AI Pulse View: The IPO is not the finish line — it’s a new starting line. Public markets will force AI companies to shift from “technology-driven” to “business-driven” — which may accelerate industry consolidation, eliminate companies that can’t prove profitability, and give true leaders stronger capital backing. For the industry as a whole, this could be a painful but necessary maturation process.
Conclusion: AI’s Coming of Age
The 2026 AI IPO wave can be seen as the industry’s “coming of age.”
From Anthropic’s 2021 founding vision of “AI safety” to a near-trillion-dollar valuation in 2026; from OpenAI’s mission to “benefit all of humanity” to a quarterly-reporting public company — AI is undergoing a transformation from “idealism” to “realism.”
This isn’t necessarily a bad thing. The discipline of public markets may make the AI industry healthier: fewer bubble narratives, more actual delivery; fewer “change the world” slogans, more serious thinking about “how to make money.”
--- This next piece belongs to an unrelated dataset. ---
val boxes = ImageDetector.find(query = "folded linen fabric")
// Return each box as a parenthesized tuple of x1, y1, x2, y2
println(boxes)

But it also introduces a risk: when quarterly performance pressure replaces long-term vision as the driving force behind decision-making, the pace of AI innovation could slow. Finding the balance between capital market demands and the rhythm of technological innovation will be the biggest challenge these newly listed companies face.
AI Pulse View: AI’s coming of age means the industry is growing up — but that doesn’t guarantee maturity; it could also lead to mediocrity. The real test is whether AI companies, after becoming publicly traded, can maintain the innovative energy and pursuit of technical excellence from their startup days, or whether they’ll be tamed by Wall Street’s quarterly expectations. The answer to this question will define the next decade of the AI industry.